Santa Clara County must pay a nonprofit watchdog group $500,000 to cover its legal fees after a three-year dispute over whether the county could withhold or charge extremely high fees for electronic maps that were sought during a public records request, the San Jose Mercury News reported.

Government watchdogs say the payment of the California First Amendment Coalition’s legal fees, which follows an appeals court order to disclose the map data, could be the largest payout awarded in a California records disclosure dispute to date.

“[The $500,000 judgment] sends a very, very clear message that if [governments] ignore their obligations under our open government laws, they better treat that as a real liability,” Peter Scheer, executive director of CFAC, told the Mercury News.

The California First Amendment Coalition sued Santa Clara in June 2006 after it failed to provide its global imaging system basemap in its response to a California Public Records Act request. The county said the maps were not subject to open records requests because they were protected by a federal homeland security law. Once forced to disclose the maps, the county said it would cost $250,000 to cover the fees associated with data collection and the copyright process, despite the fact that 14 California counties provide the maps for free and 23 California counties charge only the cost of duplication, the Mercury News reported.

In February, the California Court of Appeals refused to apply the federal homeland security law and unanimously affirmed the superior court’s decision that the maps should be released, noting that the county had sold the map data to other Private and public entities.

“The County sold the GIS basemap to 18 purchasers, including three private entities.
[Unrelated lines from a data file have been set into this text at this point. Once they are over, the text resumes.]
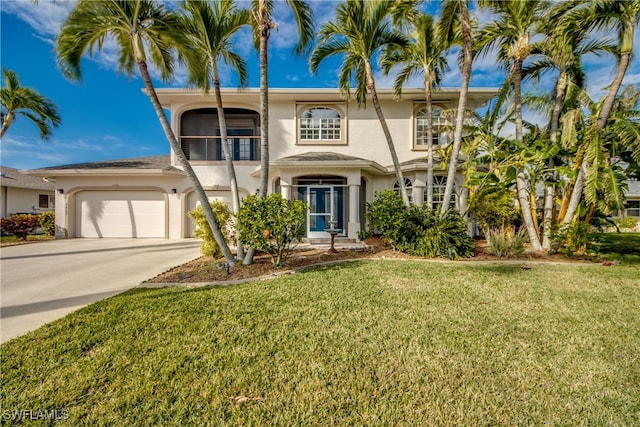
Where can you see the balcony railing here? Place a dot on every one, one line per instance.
(209, 148)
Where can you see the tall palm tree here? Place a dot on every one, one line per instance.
(262, 24)
(456, 26)
(623, 16)
(562, 51)
(360, 31)
(425, 55)
(142, 28)
(511, 32)
(17, 100)
(210, 28)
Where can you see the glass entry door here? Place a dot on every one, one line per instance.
(325, 204)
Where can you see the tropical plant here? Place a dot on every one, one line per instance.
(48, 223)
(512, 31)
(506, 242)
(209, 246)
(423, 55)
(143, 29)
(17, 100)
(210, 27)
(622, 17)
(272, 224)
(455, 26)
(262, 24)
(360, 32)
(20, 225)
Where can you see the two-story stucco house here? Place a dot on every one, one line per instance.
(323, 150)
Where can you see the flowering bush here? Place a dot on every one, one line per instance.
(271, 224)
(20, 225)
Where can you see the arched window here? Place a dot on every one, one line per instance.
(439, 185)
(439, 135)
(408, 185)
(320, 124)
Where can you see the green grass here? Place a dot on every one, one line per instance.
(363, 343)
(623, 247)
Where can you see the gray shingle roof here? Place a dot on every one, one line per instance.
(152, 162)
(10, 177)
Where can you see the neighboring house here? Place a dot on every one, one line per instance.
(323, 150)
(22, 193)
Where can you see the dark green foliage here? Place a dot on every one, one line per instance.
(505, 242)
(203, 230)
(48, 223)
(20, 225)
(271, 224)
(419, 231)
(493, 208)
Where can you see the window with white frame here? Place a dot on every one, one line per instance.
(408, 185)
(439, 121)
(320, 125)
(632, 208)
(439, 186)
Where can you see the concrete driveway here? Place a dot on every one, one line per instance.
(42, 282)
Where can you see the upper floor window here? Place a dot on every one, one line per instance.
(320, 125)
(439, 122)
(408, 185)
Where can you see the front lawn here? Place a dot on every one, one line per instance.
(362, 343)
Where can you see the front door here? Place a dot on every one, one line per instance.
(325, 204)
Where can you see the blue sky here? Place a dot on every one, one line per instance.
(106, 116)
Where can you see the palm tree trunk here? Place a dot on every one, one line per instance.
(184, 162)
(521, 182)
(550, 188)
(8, 119)
(427, 86)
(235, 197)
(371, 88)
(465, 25)
(605, 112)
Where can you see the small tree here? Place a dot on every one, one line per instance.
(20, 225)
(48, 223)
(209, 245)
(271, 224)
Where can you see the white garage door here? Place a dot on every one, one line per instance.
(120, 214)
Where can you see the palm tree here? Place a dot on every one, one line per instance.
(138, 26)
(17, 100)
(512, 34)
(563, 51)
(623, 16)
(210, 28)
(423, 55)
(262, 24)
(360, 31)
(456, 20)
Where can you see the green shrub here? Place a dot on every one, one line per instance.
(203, 230)
(386, 214)
(20, 225)
(629, 222)
(507, 243)
(419, 230)
(493, 209)
(48, 223)
(271, 224)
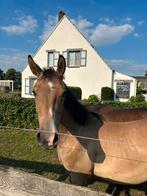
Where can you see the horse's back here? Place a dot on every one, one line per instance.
(125, 148)
(108, 113)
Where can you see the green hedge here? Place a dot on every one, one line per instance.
(18, 112)
(107, 94)
(76, 91)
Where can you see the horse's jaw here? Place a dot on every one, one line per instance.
(53, 141)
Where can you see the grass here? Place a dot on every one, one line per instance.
(20, 150)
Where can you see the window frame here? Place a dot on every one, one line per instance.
(29, 92)
(123, 83)
(66, 56)
(55, 59)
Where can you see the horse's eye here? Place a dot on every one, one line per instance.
(34, 93)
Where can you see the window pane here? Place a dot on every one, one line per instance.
(32, 83)
(83, 62)
(27, 82)
(77, 58)
(74, 58)
(64, 53)
(123, 89)
(50, 58)
(83, 54)
(26, 85)
(71, 58)
(56, 55)
(27, 90)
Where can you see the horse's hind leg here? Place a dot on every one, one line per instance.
(79, 179)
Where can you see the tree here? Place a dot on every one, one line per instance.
(2, 75)
(12, 74)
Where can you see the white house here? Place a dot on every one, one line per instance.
(85, 67)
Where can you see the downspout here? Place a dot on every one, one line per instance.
(112, 83)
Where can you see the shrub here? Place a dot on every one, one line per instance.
(138, 98)
(93, 99)
(18, 112)
(107, 94)
(76, 91)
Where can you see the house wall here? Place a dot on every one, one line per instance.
(90, 78)
(122, 77)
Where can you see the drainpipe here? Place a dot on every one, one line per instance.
(60, 15)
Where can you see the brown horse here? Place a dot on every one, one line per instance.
(89, 145)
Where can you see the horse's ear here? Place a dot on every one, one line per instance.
(61, 66)
(36, 70)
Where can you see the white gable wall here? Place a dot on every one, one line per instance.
(122, 77)
(91, 78)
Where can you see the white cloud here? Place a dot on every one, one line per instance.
(12, 58)
(136, 35)
(25, 24)
(141, 22)
(106, 34)
(127, 20)
(101, 34)
(49, 24)
(107, 20)
(128, 66)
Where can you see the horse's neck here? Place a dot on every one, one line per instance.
(88, 129)
(69, 123)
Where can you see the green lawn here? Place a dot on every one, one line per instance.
(20, 150)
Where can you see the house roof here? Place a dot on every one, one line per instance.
(58, 23)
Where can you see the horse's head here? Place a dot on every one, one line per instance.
(49, 91)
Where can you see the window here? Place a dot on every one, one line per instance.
(123, 89)
(53, 57)
(75, 58)
(32, 83)
(29, 84)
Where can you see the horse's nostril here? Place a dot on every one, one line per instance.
(38, 136)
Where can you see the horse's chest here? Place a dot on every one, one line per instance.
(74, 157)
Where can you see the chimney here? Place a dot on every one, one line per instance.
(60, 15)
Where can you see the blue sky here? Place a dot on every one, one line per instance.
(116, 28)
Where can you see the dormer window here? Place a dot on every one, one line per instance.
(75, 57)
(52, 57)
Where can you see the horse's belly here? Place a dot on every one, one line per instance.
(121, 170)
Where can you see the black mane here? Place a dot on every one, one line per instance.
(77, 110)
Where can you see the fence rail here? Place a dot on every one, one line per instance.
(17, 183)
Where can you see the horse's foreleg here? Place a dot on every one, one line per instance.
(79, 179)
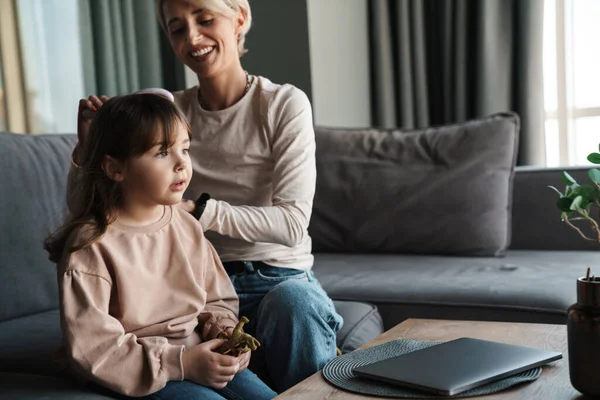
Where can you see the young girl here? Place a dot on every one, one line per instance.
(143, 294)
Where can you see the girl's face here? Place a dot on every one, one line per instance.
(159, 177)
(204, 41)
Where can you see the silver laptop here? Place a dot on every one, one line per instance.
(455, 366)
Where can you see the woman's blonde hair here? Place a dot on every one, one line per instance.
(227, 8)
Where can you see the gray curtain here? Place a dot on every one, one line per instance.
(124, 48)
(444, 61)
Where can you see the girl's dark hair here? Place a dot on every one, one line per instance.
(125, 127)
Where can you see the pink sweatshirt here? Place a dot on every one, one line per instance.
(137, 297)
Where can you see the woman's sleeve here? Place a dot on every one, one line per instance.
(97, 345)
(294, 180)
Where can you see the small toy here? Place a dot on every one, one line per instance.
(239, 342)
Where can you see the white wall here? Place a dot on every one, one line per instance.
(339, 59)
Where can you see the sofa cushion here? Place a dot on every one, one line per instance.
(28, 344)
(31, 206)
(440, 190)
(525, 286)
(30, 387)
(362, 323)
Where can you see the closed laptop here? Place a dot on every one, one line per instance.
(456, 366)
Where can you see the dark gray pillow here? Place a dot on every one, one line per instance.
(439, 190)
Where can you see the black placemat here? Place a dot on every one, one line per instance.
(339, 373)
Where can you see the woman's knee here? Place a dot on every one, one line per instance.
(299, 299)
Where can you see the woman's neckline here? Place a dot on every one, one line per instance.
(150, 228)
(243, 100)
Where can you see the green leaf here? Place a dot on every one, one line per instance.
(556, 190)
(594, 175)
(576, 204)
(594, 158)
(564, 204)
(568, 179)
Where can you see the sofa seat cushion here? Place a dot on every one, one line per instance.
(28, 344)
(362, 323)
(28, 386)
(524, 286)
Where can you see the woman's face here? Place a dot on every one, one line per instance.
(203, 40)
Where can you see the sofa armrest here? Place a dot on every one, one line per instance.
(536, 222)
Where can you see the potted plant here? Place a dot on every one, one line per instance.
(581, 202)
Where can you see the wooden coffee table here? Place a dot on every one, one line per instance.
(553, 384)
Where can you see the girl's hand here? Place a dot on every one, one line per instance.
(244, 360)
(202, 365)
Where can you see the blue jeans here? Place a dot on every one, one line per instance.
(244, 385)
(292, 317)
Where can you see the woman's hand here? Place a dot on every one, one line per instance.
(85, 114)
(202, 365)
(187, 205)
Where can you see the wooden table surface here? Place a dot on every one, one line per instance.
(553, 384)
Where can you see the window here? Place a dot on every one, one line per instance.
(52, 65)
(571, 80)
(3, 125)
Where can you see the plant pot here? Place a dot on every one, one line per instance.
(583, 331)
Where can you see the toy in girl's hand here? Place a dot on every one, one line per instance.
(239, 342)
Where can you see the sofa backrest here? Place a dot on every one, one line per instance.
(32, 204)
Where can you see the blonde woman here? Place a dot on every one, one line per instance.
(253, 156)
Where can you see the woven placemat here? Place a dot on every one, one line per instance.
(339, 373)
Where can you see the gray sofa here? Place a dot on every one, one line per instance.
(534, 281)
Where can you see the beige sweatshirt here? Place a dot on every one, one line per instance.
(132, 301)
(257, 161)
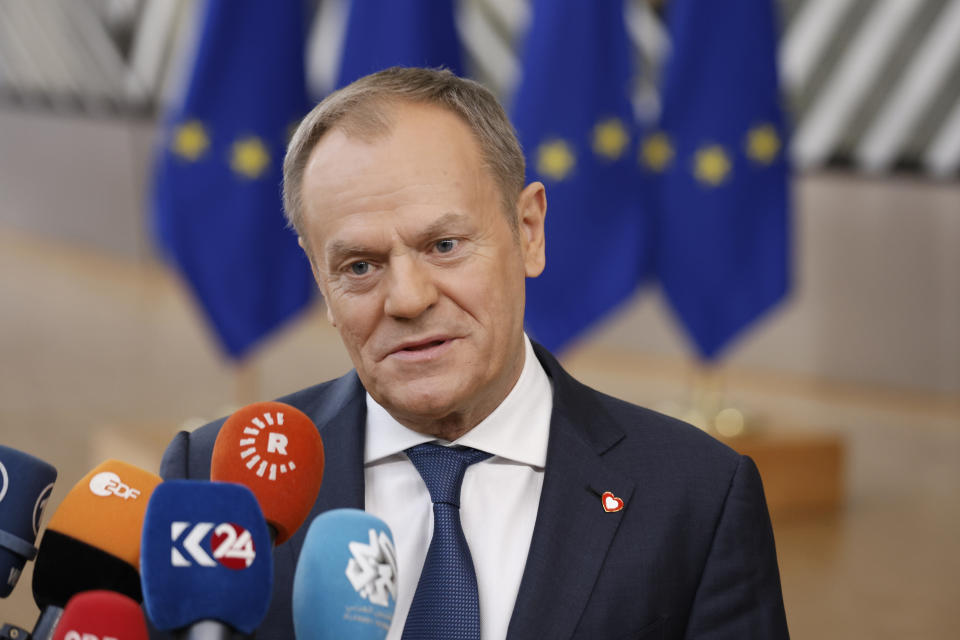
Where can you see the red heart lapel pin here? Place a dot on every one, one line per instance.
(611, 502)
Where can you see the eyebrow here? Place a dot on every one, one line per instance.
(340, 250)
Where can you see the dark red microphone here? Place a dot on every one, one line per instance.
(275, 450)
(101, 615)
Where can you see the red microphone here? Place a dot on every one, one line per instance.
(99, 615)
(275, 450)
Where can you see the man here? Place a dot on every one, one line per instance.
(582, 516)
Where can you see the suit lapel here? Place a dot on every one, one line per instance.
(573, 532)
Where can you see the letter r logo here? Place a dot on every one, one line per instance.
(277, 443)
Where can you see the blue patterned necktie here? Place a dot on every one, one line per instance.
(445, 606)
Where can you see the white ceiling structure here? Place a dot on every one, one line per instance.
(873, 84)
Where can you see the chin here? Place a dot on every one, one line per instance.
(427, 404)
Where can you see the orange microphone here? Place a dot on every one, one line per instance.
(275, 450)
(93, 540)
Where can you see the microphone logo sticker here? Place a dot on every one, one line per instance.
(107, 483)
(39, 506)
(230, 545)
(266, 456)
(76, 635)
(373, 569)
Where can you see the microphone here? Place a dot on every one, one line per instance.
(101, 615)
(25, 486)
(207, 561)
(275, 450)
(93, 540)
(345, 584)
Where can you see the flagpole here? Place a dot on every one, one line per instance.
(707, 406)
(246, 382)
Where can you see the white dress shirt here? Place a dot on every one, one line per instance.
(498, 499)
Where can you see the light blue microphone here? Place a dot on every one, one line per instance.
(345, 585)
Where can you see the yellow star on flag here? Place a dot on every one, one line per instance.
(190, 140)
(763, 144)
(249, 157)
(555, 159)
(657, 152)
(711, 165)
(610, 139)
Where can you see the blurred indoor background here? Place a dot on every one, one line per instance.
(849, 386)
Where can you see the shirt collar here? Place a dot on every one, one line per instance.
(518, 429)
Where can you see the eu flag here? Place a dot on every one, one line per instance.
(576, 124)
(409, 33)
(723, 214)
(217, 190)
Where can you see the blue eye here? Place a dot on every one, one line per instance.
(446, 245)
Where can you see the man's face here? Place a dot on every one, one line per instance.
(420, 269)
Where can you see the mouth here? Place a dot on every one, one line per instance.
(423, 349)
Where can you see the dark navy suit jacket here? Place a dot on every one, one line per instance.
(691, 554)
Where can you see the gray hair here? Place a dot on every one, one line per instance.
(362, 109)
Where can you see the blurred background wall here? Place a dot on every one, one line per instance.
(103, 352)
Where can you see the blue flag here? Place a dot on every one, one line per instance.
(723, 208)
(576, 124)
(217, 191)
(410, 33)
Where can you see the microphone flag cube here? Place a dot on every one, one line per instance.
(25, 486)
(345, 584)
(206, 555)
(100, 615)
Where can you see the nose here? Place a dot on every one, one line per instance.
(410, 288)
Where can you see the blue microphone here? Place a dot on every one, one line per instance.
(205, 559)
(25, 486)
(345, 585)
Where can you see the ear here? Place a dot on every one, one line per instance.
(316, 277)
(531, 211)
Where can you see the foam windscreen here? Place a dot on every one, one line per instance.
(105, 509)
(206, 556)
(275, 450)
(65, 567)
(93, 539)
(100, 615)
(25, 486)
(345, 584)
In the trial court’s view: ‘If the security issue were of greater importance, one would think there would be no dissemination of the GIS basemap whatever.’ We see no reasoned basis for overturning that inference,” Judge Richard McAdams wrote for the unanimous three-judge panel.

The court likewise rejected the county’s copyright argument and remanded the case back to the trial court to consider the question of costs.

The Reporters Committee for Freedom of the Press joined a friend-of-the-court brief in support of the California First Amendment Coalition.